1. Setting unclear expectations for your employees
Holding people accountable is among the toughest chores facing leaders. But before you can focus on that you have to be able to establish expectations your employees can understand and execute. You can’t be ambiguous or cloudy in your direction. Spend whatever time is necessary to make sure everybody understands what you expect. You’ll avoid lots of grief and excuse-making later on.
2. Ignore wins
You can blow up morale in one fell swoop. Stay focused only on the next objective without taking any time to celebrate your team’s just hard fought victory.
Embrace the philosophy, “It’s their job” and you’ll quickly build a group dedicated to the bare minimum of doing their job. When you go dine out do you ever thank the server? Why? It’s their job to serve you. Hopefully, you do thank them — because it’s the right and polite thing to do. Besides, everybody – including YOU – wants to feel appreciated.
Do you remember the last time you busted your tail to complete a project for your boss and he never recognized your hard work? Bottle that feeling and let it fuel your own leadership style.
3. Don’t worry about holding anybody accountable
Trust all your employees to do superior work without any help from you. Assume everybody is doing well. When you do notice a problem, ignore it. Maybe it’ll go away.
Or see if your employees will handle it themselves. That’d be nice, right?
4. Ignore poor behavior (and poor performance)
It requires diligence to be watchful. Don’t worry about that. Stay pre-occupied. When your employees behave poorly (even badly), don’t sweat it. Maybe they’ll do better next time. And if they don’t, then make sure you take lots of time to really think it over before you address it.
5. Look over the shoulder of your employees
You should redefine the role of the backseat driver. Work so that your picture appears in Wikipedia when people search, “backseat driver.” Micromanage all the work. Microlead all your people. Remember, if it comes out of your department then it’s got to have your DNA on it. The only way to do that is to make sure touch everything. I mean, EVERYTHING.
6. Take credit for everything good. Blame others for every failure.
Where would these people be without you? If not for you, the whole place would likely burn to the ground.
Take personal credit for your team’s good work. Blame the team for their poor work. Rule number one, always promote yourself.
High performance can happen spontaneously, but don’t count on it. Every now and again a leader stumbles into it, but in time it becomes clear the leader had nothing to do with it. You don’t want that to characterize your career. Luck and random chance aren’t solid career strategies.

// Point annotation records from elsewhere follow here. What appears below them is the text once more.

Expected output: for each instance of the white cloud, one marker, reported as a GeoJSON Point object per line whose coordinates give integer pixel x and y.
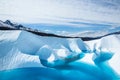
{"type": "Point", "coordinates": [59, 11]}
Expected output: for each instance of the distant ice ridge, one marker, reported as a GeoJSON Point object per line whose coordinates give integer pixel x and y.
{"type": "Point", "coordinates": [24, 49]}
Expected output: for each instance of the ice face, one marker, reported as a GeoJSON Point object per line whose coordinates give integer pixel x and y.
{"type": "Point", "coordinates": [28, 50]}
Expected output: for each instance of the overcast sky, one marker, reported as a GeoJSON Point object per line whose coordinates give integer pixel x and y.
{"type": "Point", "coordinates": [60, 11]}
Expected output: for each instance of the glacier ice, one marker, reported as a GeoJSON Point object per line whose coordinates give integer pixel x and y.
{"type": "Point", "coordinates": [20, 49]}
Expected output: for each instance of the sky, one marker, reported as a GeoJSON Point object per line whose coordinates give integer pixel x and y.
{"type": "Point", "coordinates": [61, 11]}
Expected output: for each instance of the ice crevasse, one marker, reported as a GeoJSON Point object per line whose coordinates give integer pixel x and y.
{"type": "Point", "coordinates": [23, 49]}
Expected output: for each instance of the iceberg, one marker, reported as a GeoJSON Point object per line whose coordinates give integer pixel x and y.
{"type": "Point", "coordinates": [25, 50]}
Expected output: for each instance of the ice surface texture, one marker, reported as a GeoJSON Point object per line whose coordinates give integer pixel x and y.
{"type": "Point", "coordinates": [20, 49]}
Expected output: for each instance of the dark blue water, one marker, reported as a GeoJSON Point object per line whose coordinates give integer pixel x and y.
{"type": "Point", "coordinates": [72, 71]}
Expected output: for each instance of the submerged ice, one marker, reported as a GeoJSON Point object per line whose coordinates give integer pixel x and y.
{"type": "Point", "coordinates": [19, 49]}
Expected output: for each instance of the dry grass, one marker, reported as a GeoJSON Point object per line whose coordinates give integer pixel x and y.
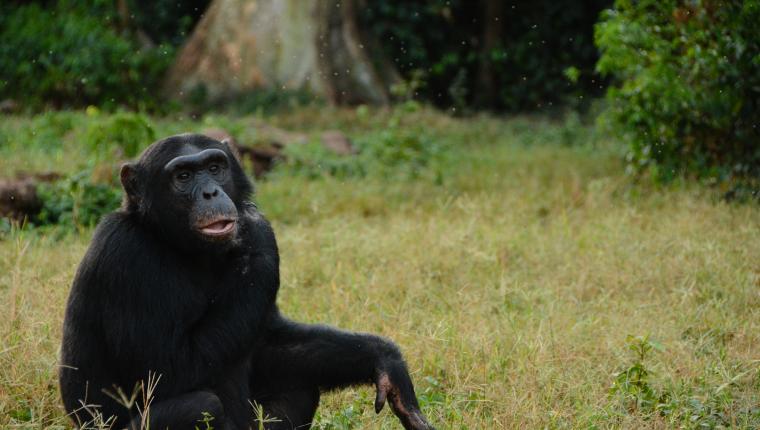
{"type": "Point", "coordinates": [511, 289]}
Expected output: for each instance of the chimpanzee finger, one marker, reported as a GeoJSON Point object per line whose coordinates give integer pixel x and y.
{"type": "Point", "coordinates": [383, 386]}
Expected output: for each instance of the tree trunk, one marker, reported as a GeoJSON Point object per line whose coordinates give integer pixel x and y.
{"type": "Point", "coordinates": [315, 45]}
{"type": "Point", "coordinates": [493, 17]}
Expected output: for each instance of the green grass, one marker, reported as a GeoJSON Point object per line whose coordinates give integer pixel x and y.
{"type": "Point", "coordinates": [515, 283]}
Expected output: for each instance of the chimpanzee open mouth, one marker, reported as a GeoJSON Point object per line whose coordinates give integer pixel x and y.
{"type": "Point", "coordinates": [218, 227]}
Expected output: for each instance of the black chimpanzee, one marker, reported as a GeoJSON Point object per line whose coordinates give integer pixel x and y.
{"type": "Point", "coordinates": [181, 283]}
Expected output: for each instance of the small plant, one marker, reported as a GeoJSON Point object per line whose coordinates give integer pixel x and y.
{"type": "Point", "coordinates": [261, 418]}
{"type": "Point", "coordinates": [633, 382]}
{"type": "Point", "coordinates": [125, 132]}
{"type": "Point", "coordinates": [76, 202]}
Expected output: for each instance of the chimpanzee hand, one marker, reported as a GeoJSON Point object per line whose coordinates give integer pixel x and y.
{"type": "Point", "coordinates": [393, 382]}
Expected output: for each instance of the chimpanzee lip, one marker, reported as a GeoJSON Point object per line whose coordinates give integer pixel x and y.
{"type": "Point", "coordinates": [219, 227]}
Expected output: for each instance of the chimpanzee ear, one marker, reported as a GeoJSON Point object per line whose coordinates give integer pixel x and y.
{"type": "Point", "coordinates": [227, 142]}
{"type": "Point", "coordinates": [129, 182]}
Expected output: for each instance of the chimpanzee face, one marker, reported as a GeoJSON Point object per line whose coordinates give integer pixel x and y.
{"type": "Point", "coordinates": [200, 182]}
{"type": "Point", "coordinates": [188, 189]}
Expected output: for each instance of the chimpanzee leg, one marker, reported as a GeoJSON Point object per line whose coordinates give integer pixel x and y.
{"type": "Point", "coordinates": [288, 409]}
{"type": "Point", "coordinates": [184, 412]}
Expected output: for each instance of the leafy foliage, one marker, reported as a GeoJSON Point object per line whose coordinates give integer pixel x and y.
{"type": "Point", "coordinates": [76, 201]}
{"type": "Point", "coordinates": [126, 132]}
{"type": "Point", "coordinates": [688, 93]}
{"type": "Point", "coordinates": [70, 54]}
{"type": "Point", "coordinates": [438, 45]}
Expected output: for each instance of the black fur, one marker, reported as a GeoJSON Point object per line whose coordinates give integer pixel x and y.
{"type": "Point", "coordinates": [153, 296]}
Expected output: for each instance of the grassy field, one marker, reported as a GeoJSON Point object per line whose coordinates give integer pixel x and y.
{"type": "Point", "coordinates": [530, 283]}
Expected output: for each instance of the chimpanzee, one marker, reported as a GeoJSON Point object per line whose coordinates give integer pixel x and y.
{"type": "Point", "coordinates": [180, 284]}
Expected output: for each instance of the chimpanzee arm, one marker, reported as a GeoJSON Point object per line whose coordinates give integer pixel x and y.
{"type": "Point", "coordinates": [328, 358]}
{"type": "Point", "coordinates": [143, 314]}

Practice intentional leadership. Act with purpose. Behave with your team’s best interest at heart. That doesn’t mean you give them everything they want. It means you give them what’s good for their longterm well-being. It means when they need correction, you don’t hesitate to give it. When they’re down and out, it means you lift them up with encouragement. When they’re confused, it means you clarify and teach.
Step into your closet and grab all the hats you’ve been missing. You’re going to need them. At some point in your career.